Certamente l’ispirazione fondamentale della riforma dioclezianea era conservatrice: contenere le spinte esterne delle popolazioni barbariche che premevano alle frontiere settentrionali e mantenere forte la coesione civile e religiosa interna, difendendo il culto politeistico degli avi. La diffusione del cristianesimo gli apparve – come ai suoi predecessori – un pericolo, perché divideva la coscienza del cittadino e del soldato romano tra fedeltà alle leggi dello Stato e fedeltà alla parola di Gesù, che non poteva convivere con il sincretismo religioso dell’epoca e il culto alla divinità dell’imperatore. La crudeltà della sua persecuzione derivava da questa convinzione. La nuova religione era penetrata nella stessa corte imperiale, nelle sue coorti di pretoriani, nella sua famiglia.
Il paradosso è che molti dei martiri della sua persecuzione erano suoi conterranei, residenti in Dalmazia, a Roma o in altre città dell’impero. Proprio durante il suo principato un dalmata salì al soglio pontificio, San Gaio (283 – 296 d.C.). A fronteggiarsi nel conflitto che aveva come posta l’avvenire dell’impero e della nuova fede erano due figli della stessa terra, con la stessa tenacia e la stessa convinzione di essere nel giusto. Nello stesso abbigliamento e in molti usi della liturgia dei primi secoli si avverte l’influenza delle comunità dalmate, come nella veste bianca orlata di rosso che i chierici indossano sotto la pianeta: la dalmatica, derivante dai costumi della regione.
In effetti la predicazione evangelica era apparsa in Dalmazia addirittura in epoca apostolica.
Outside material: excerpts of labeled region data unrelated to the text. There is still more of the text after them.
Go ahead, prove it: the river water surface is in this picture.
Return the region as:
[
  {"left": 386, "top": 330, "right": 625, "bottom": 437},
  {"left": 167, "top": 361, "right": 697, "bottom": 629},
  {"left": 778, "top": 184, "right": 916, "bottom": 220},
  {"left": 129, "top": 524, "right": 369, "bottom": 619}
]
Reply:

Fu lo stesso San Paolo a inviare il discepolo Tito, già fondatore dell’ecclesia cretese, a portare il Vangelo sulla costa dalmata. Ne dà notizia lui stesso nella Seconda Lettera a Timoteo (4, 10). Quale sia stato il successo di questa missione non è documentato. Certo nel III secolo le principali città dalmate erano sedi di vescovi, malgrado la condizione di semiclandestinità dell’organizzazione ecclesiastica.
Durante il suo governo Diocleziano attuò un vasto programma di opere pubbliche in tutto l’impero (terme, acquedotti, strade, ponti): a Treviri, Milano, Antiochia, Sirmio, Cartagine, Tessalonica e soprattutto a Roma e nella sua Salona, nei cui pressi eresse anche il suo palazzo-fortezza sulla riva del mare, che rappresenta uno degli esempi più cospicui e maturi dell’architettura e dell’urbanistica romana. E’ tra le sue mura che si rifugeranno i profughi salonitani all’epoca dell’invasione avaro-slava, fondando la città di Spalato. E fu proprio nel suo palazzo che l’imperatore si ritirò nel 305, deponendo volontariamente la porpora in favore di Galerio.